Description Oliver Kurz 2020-03-04 09:28:24 UTC
Created attachment 831851 [details]
log of the IPMI SOL session with all output from sysrq-w, sysrq-t, etc.

+++ This bug was initially created as a clone of Bug #1162612 +++

## Observation

The SUSE internal machine "openqaworker-arm-2" which is an aarch64 Machine model: Cavium ThunderX CN88XX running openSUSE Leap 15.1 with kernel 4.12.14-lp151.28.36-default on 2020-03-04 showed the system to be pingable but we could not login over ssh, similar as in #1162612. I could also not login over a serial terminal over IPMI SOL. I could call magic sysrq commands to find out what is blocking the host.

Attached a log of the IPMI SOL session with all output from sysrq-w, sysrq-t, etc. Then did `power reset` over IPMI to bring the machine back up. It is up and running now. The problem might have happened in the past. Though this time I managed to gather more logs which seem to point to "btrfs" on the first glimpse.

## Further details

Internal issue: https://progress.opensuse.org/issues/41882
Comment 1 Michal Suchanek 2020-03-18 11:58:14 UTC
Please retest with KOTD. There is known btrfs balance with current leap MU.
Comment 2 Oliver Kurz 2020-03-19 19:40:13 UTC
I will. Theoretically this experiment could run forever as the problem does not appear that often and also I am looking for the issue *not* appearing anymore. To have a high confidence I would be able to give that assessment only after multiple months of operations without the problem appearing once. Can I do something else to investigate further in case this issue happens again?
Comment 3 Michal Suchanek 2020-03-22 18:54:36 UTC
The btrfs issue is triggered by btrfsmaintenance so you can run it a few times to see if that is your problem and run it again with the updated kernel to see it it's fixed.
Comment 4 Michal Suchanek 2020-03-24 16:20:04 UTC
Please update to the current MU. The update should have the btrfs fix which should make diagnosing any remaining issues easier.
Comment 5 Oliver Kurz 2020-03-25 05:57:11 UTC
Created attachment 833804 [details]
log of stuck processes and sysrqw-w from openqaworker-arm-1 on kernel-default-5.6.rc6-1.1.g5c2f002.aarch64

Good suggestion! I triggered

```
for i in {1..20}; do msg="## https://progress.opensuse.org/issues/41882#note-34: Run $i" && logger $msg && echo $msg && systemctl start btrfs-scrub btrfs-balance btrfs-trim fstrim ; sleep 300; done
```

on the two machines "openqaworker-arm-1" which is running kernel-default-5.6.rc6-1.1.g5c2f002.aarch64 (KOTD) and "openqaworker-arm-2" running 4.12.14-lp151.28.40-default . After one night openqaworker-arm-1 with KOTD is in a state resembling the reported one, a lot of blocked I/O processes. logs attached.

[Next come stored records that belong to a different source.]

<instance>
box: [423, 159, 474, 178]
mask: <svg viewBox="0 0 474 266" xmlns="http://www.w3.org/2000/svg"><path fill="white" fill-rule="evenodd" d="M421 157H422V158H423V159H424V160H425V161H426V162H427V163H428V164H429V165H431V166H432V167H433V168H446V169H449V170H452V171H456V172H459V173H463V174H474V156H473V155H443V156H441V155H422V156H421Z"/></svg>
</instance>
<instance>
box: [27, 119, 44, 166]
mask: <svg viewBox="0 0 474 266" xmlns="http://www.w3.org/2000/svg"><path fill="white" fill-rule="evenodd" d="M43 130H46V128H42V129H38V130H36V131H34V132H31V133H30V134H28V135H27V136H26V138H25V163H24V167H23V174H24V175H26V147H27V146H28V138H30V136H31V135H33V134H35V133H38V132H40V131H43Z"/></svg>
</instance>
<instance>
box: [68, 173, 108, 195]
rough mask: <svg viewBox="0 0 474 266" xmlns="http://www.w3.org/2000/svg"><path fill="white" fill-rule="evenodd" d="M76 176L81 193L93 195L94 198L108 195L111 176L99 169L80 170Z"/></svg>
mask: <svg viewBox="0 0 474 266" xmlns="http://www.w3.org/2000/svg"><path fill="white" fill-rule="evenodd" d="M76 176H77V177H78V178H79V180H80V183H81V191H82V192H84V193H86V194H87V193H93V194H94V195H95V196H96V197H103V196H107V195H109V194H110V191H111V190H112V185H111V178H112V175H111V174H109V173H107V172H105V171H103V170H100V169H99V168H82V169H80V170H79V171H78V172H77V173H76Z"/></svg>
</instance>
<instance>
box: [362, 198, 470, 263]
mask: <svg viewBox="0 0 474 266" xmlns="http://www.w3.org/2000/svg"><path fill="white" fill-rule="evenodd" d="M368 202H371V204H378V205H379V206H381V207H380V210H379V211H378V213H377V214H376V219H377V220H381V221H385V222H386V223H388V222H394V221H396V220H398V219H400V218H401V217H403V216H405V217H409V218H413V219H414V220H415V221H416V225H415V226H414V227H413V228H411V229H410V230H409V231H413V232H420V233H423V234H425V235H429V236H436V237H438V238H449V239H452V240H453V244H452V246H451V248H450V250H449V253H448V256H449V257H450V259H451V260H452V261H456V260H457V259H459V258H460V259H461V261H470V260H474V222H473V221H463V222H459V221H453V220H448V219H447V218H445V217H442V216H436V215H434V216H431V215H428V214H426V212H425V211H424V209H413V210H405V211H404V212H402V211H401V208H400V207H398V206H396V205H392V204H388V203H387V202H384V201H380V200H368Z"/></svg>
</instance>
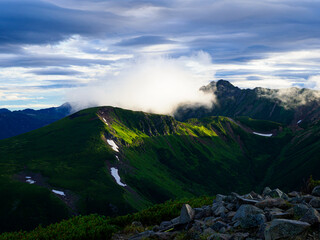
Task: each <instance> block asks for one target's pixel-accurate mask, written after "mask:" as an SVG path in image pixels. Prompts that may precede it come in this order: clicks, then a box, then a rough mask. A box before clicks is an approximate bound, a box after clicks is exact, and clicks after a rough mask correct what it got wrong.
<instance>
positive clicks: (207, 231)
mask: <svg viewBox="0 0 320 240" xmlns="http://www.w3.org/2000/svg"><path fill="white" fill-rule="evenodd" d="M214 233H215V232H214V230H213V229H212V228H206V229H205V230H203V233H202V234H201V235H202V236H210V235H212V234H214Z"/></svg>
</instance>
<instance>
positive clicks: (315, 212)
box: [300, 208, 320, 225]
mask: <svg viewBox="0 0 320 240" xmlns="http://www.w3.org/2000/svg"><path fill="white" fill-rule="evenodd" d="M300 221H302V222H307V223H310V224H311V225H318V224H319V223H320V214H319V212H318V211H317V210H315V209H314V208H309V209H308V211H307V212H306V213H305V215H304V216H303V217H302V218H301V219H300Z"/></svg>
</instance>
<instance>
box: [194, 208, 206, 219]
mask: <svg viewBox="0 0 320 240" xmlns="http://www.w3.org/2000/svg"><path fill="white" fill-rule="evenodd" d="M194 211H195V213H194V218H195V219H201V218H203V217H204V210H203V209H202V208H194Z"/></svg>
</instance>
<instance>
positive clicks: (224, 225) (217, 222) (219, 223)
mask: <svg viewBox="0 0 320 240" xmlns="http://www.w3.org/2000/svg"><path fill="white" fill-rule="evenodd" d="M210 227H211V228H212V229H213V230H214V231H216V232H219V231H220V229H221V228H227V227H228V225H227V224H226V223H224V222H222V221H217V222H215V223H214V224H213V225H212V226H210Z"/></svg>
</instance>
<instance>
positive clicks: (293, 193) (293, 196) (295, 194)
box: [288, 191, 300, 197]
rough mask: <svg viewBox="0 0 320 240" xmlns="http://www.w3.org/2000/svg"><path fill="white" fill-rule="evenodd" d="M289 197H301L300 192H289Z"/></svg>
mask: <svg viewBox="0 0 320 240" xmlns="http://www.w3.org/2000/svg"><path fill="white" fill-rule="evenodd" d="M288 196H289V197H300V193H298V192H296V191H293V192H289V193H288Z"/></svg>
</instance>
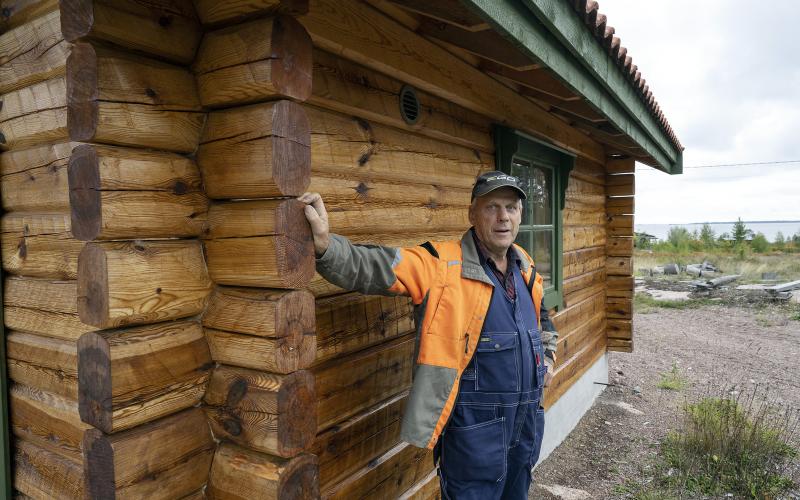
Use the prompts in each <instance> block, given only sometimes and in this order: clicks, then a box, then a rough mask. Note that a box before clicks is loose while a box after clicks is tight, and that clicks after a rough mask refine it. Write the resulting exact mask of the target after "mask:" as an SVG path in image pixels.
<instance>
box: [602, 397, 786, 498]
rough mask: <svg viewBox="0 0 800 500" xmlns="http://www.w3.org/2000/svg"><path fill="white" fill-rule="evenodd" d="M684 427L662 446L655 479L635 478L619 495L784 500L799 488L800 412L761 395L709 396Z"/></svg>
mask: <svg viewBox="0 0 800 500" xmlns="http://www.w3.org/2000/svg"><path fill="white" fill-rule="evenodd" d="M683 417H684V418H683V423H682V425H681V426H679V427H680V428H679V429H677V430H675V431H672V432H670V433H669V434H668V435H667V437H666V438H665V439H664V441H663V442H662V444H661V447H660V452H659V455H658V457H657V458H656V459H655V463H654V464H653V468H652V469H653V470H652V472H655V476H654V477H653V478H652V480H647V481H645V482H641V483H638V482H636V481H632V480H630V479H628V480H626V481H625V482H624V483H622V484H620V485H617V487H615V489H614V492H615V493H616V494H625V495H626V496H631V497H633V498H635V499H638V500H647V499H651V498H696V497H698V496H711V497H713V498H720V497H724V496H733V497H734V498H752V499H763V498H779V497H780V496H781V495H782V494H785V493H787V492H789V491H791V490H792V489H793V488H796V487H797V482H796V481H797V477H796V476H797V471H796V469H795V470H793V469H792V466H793V464H794V463H795V462H796V460H797V458H798V456H799V454H798V450H797V449H796V448H795V447H793V446H792V444H791V443H793V442H795V440H796V439H797V429H798V423H799V422H798V413H797V412H793V411H792V410H791V409H788V408H787V409H781V408H778V407H774V406H772V405H770V404H768V403H766V402H757V400H756V398H755V393H753V395H751V396H750V397H749V398H748V399H746V400H744V401H742V400H739V399H731V398H730V397H704V398H702V399H700V400H699V401H697V402H696V403H692V404H687V405H686V406H685V407H684V409H683Z"/></svg>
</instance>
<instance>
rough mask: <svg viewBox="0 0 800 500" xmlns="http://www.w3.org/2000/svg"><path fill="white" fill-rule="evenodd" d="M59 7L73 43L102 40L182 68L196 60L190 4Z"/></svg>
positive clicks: (193, 27) (118, 5)
mask: <svg viewBox="0 0 800 500" xmlns="http://www.w3.org/2000/svg"><path fill="white" fill-rule="evenodd" d="M60 7H61V30H62V32H63V33H64V38H66V39H67V41H70V42H76V41H78V40H80V39H83V38H93V39H99V40H103V41H107V42H111V43H114V44H116V45H120V46H122V47H126V48H129V49H133V50H136V51H139V52H144V53H146V54H149V55H153V56H157V57H160V58H164V59H167V60H169V61H174V62H177V63H180V64H189V63H190V62H191V61H192V60H193V59H194V55H195V52H196V50H197V46H198V44H199V43H200V37H201V28H200V24H199V22H198V20H197V18H196V15H195V13H194V8H193V7H192V3H191V1H190V0H154V1H148V2H142V1H138V0H102V1H100V0H65V1H62V2H60ZM131 26H136V29H131Z"/></svg>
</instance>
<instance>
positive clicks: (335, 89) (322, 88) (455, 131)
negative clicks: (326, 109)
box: [308, 49, 494, 154]
mask: <svg viewBox="0 0 800 500" xmlns="http://www.w3.org/2000/svg"><path fill="white" fill-rule="evenodd" d="M313 59H314V75H313V83H314V85H313V90H312V95H311V97H309V99H308V102H309V103H311V104H314V105H316V106H319V107H322V108H326V109H330V110H333V111H338V112H340V113H343V114H345V115H349V116H357V117H360V118H363V119H364V120H368V121H371V122H376V123H381V124H383V125H388V126H390V127H394V128H398V129H401V130H408V131H414V133H418V134H424V135H426V136H429V137H432V138H435V139H439V140H442V141H446V142H450V143H454V144H460V145H462V146H465V147H467V148H470V149H477V150H479V151H481V152H484V153H488V154H491V153H493V152H494V141H493V139H492V128H491V121H490V120H489V119H487V118H486V117H485V116H483V115H481V114H479V113H475V112H473V111H470V110H467V109H465V108H462V107H461V106H458V105H456V104H453V103H452V102H450V101H448V100H446V99H440V98H438V97H436V96H434V95H432V94H429V93H427V92H423V91H421V90H419V91H417V99H418V100H419V104H420V114H419V118H418V120H417V122H416V123H414V124H413V125H409V124H408V123H406V121H405V120H404V119H403V117H402V116H401V114H400V107H399V106H398V104H397V103H398V99H399V96H400V90H401V89H402V87H403V85H404V83H403V82H402V81H400V80H397V79H395V78H392V77H391V76H388V75H386V74H382V73H378V72H375V71H373V70H371V69H369V68H366V67H364V66H361V65H359V64H356V63H354V62H352V61H349V60H347V59H345V58H343V57H339V56H336V55H334V54H331V53H330V52H325V51H323V50H320V49H314V53H313Z"/></svg>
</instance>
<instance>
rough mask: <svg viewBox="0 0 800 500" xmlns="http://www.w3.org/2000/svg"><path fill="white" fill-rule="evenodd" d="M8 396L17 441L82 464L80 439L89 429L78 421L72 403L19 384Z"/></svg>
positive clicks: (12, 426)
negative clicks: (29, 442) (28, 444)
mask: <svg viewBox="0 0 800 500" xmlns="http://www.w3.org/2000/svg"><path fill="white" fill-rule="evenodd" d="M8 397H9V408H10V413H11V429H12V430H13V432H14V436H16V437H17V439H22V440H24V441H28V442H30V443H33V444H36V445H37V446H39V447H41V448H44V449H46V450H48V451H50V452H52V453H56V454H58V455H61V456H63V457H65V458H67V459H69V460H72V461H73V462H75V463H78V464H82V463H83V457H82V455H81V440H82V439H83V435H84V434H85V433H86V431H88V430H89V429H91V428H92V426H90V425H88V424H85V423H83V422H81V419H80V416H79V415H78V405H77V403H76V402H75V401H73V400H70V399H67V398H64V397H63V396H59V395H57V394H53V393H50V392H46V391H43V390H41V389H36V388H34V387H29V386H25V385H21V384H13V385H12V386H11V387H10V388H9V391H8Z"/></svg>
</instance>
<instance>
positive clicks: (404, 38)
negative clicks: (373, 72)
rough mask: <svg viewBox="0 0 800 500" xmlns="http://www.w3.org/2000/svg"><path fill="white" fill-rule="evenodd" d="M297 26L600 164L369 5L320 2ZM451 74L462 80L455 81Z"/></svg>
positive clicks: (549, 117)
mask: <svg viewBox="0 0 800 500" xmlns="http://www.w3.org/2000/svg"><path fill="white" fill-rule="evenodd" d="M301 22H302V23H303V24H304V25H305V27H306V29H307V30H308V32H309V33H310V34H311V38H312V39H313V40H314V44H315V45H316V46H318V47H320V48H322V49H324V50H327V51H329V52H333V53H341V54H347V57H348V58H349V59H352V60H354V61H356V62H357V63H359V64H363V65H365V66H368V67H370V68H372V69H373V70H375V71H380V72H382V73H389V74H393V75H395V76H396V77H397V78H398V79H400V80H403V81H406V82H408V83H409V84H411V85H414V86H416V87H419V88H421V89H423V90H426V91H428V92H431V93H433V94H436V95H438V96H440V97H442V98H444V99H448V100H450V101H452V102H455V103H457V104H459V105H461V106H464V107H466V108H469V109H472V110H475V111H477V112H480V113H483V114H485V115H486V116H488V117H490V118H492V119H494V120H498V121H502V122H508V123H509V125H510V126H513V127H517V128H520V129H522V130H525V131H527V132H528V133H531V134H534V135H536V136H539V137H543V138H545V139H546V140H547V141H548V142H551V143H553V144H555V145H557V146H560V147H564V148H567V149H569V150H570V151H574V152H577V153H579V154H581V155H583V156H587V157H591V158H593V159H595V160H596V161H599V162H604V161H605V153H604V151H603V148H602V147H600V146H599V145H598V144H597V143H594V142H593V141H592V140H591V139H589V138H588V137H587V136H586V135H584V134H583V133H582V132H579V131H576V130H575V129H573V128H572V127H570V126H568V125H567V124H566V123H564V122H561V121H560V119H559V118H557V117H555V116H553V115H551V114H549V113H547V112H546V111H544V110H543V109H542V108H540V107H538V106H537V105H535V104H533V103H532V102H530V101H529V100H528V99H527V98H525V97H524V96H522V95H519V94H518V93H516V92H515V91H514V90H512V89H510V88H508V87H506V86H505V85H504V84H502V83H500V82H498V81H497V80H495V79H494V78H492V77H491V76H489V75H487V74H485V73H483V72H482V71H481V70H479V69H477V68H475V67H473V66H471V65H470V64H469V63H467V62H465V61H463V60H461V59H459V58H457V57H453V55H452V54H451V53H450V52H448V51H447V50H446V49H444V48H442V47H440V46H438V45H436V44H435V43H433V42H431V41H428V40H426V39H424V38H423V37H421V36H420V35H417V34H415V33H413V32H411V31H410V30H409V29H407V28H406V27H404V26H402V25H401V24H399V23H397V22H396V21H394V20H393V19H390V18H389V17H387V16H385V15H383V14H382V13H380V12H379V11H378V10H376V9H374V8H373V7H372V6H370V5H366V4H362V3H359V2H352V1H347V2H342V1H338V0H337V1H335V2H334V1H330V0H322V1H319V2H317V3H315V4H314V6H313V8H311V9H309V14H308V15H306V16H304V17H303V18H302V19H301ZM452 75H461V78H460V79H458V81H457V82H456V81H454V80H453V77H452Z"/></svg>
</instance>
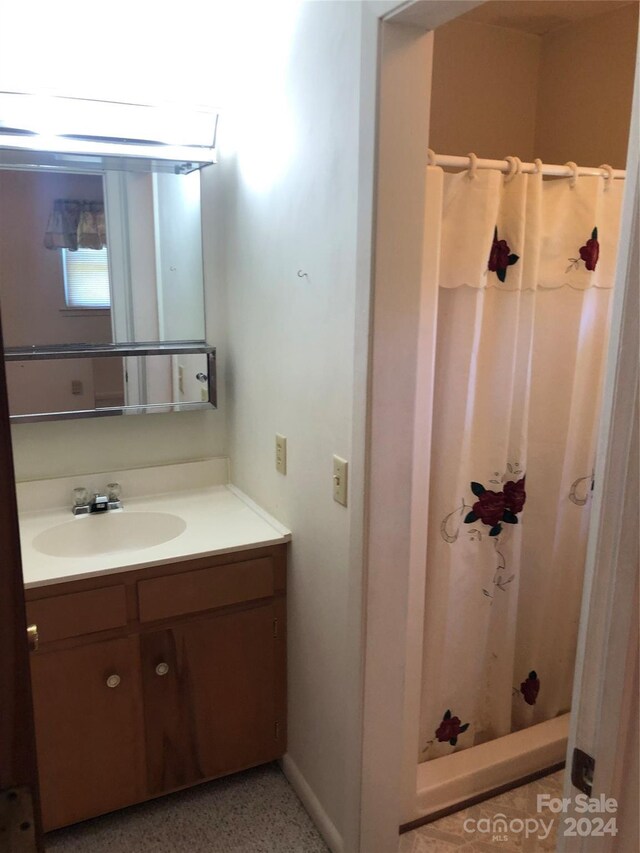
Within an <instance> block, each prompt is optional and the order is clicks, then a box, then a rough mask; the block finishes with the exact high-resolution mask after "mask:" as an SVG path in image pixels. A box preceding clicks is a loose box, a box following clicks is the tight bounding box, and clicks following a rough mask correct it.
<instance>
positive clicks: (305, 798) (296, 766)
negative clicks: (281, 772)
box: [280, 752, 344, 853]
mask: <svg viewBox="0 0 640 853" xmlns="http://www.w3.org/2000/svg"><path fill="white" fill-rule="evenodd" d="M280 767H281V768H282V772H283V773H284V775H285V776H286V777H287V779H288V781H289V784H290V785H291V787H292V788H293V790H294V791H295V792H296V794H297V795H298V797H299V798H300V801H301V802H302V805H303V806H304V807H305V809H306V810H307V811H308V812H309V816H310V817H311V820H312V821H313V822H314V823H315V825H316V826H317V827H318V830H319V831H320V834H321V835H322V837H323V838H324V840H325V841H326V842H327V845H328V846H329V849H330V850H331V853H343V851H344V844H343V841H342V836H341V835H340V833H339V832H338V830H337V829H336V828H335V826H334V824H333V822H332V821H331V819H330V818H329V815H328V814H327V813H326V812H325V810H324V809H323V808H322V805H321V804H320V801H319V800H318V798H317V797H316V795H315V794H314V793H313V791H312V789H311V786H310V785H309V783H308V782H307V780H306V779H305V778H304V776H303V775H302V773H301V772H300V769H299V768H298V765H297V764H296V763H295V761H294V760H293V758H291V756H290V755H289V753H288V752H287V753H286V754H285V755H283V756H282V758H281V760H280Z"/></svg>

So KOTD *still* reproduces the problem. I hope the logs are helpful to determine what could be the next step for investigation or fix.
Comment 6 Michal Suchanek 2020-03-25 13:47:46 UTC
Created attachment 833842 [details]
console log
Comment 7 Michal Suchanek 2020-03-25 13:49:32 UTC
Created attachment 833843 [details]
log of stuck processes and sysrqw-w from openqaworker-arm-1 on kernel-default-5.6.rc6-1.1.g5c2f002.aarch64
Comment 8 Michal Suchanek 2020-03-25 13:51:28 UTC
Triggered by btrfsmaintenance - likely btrfs related.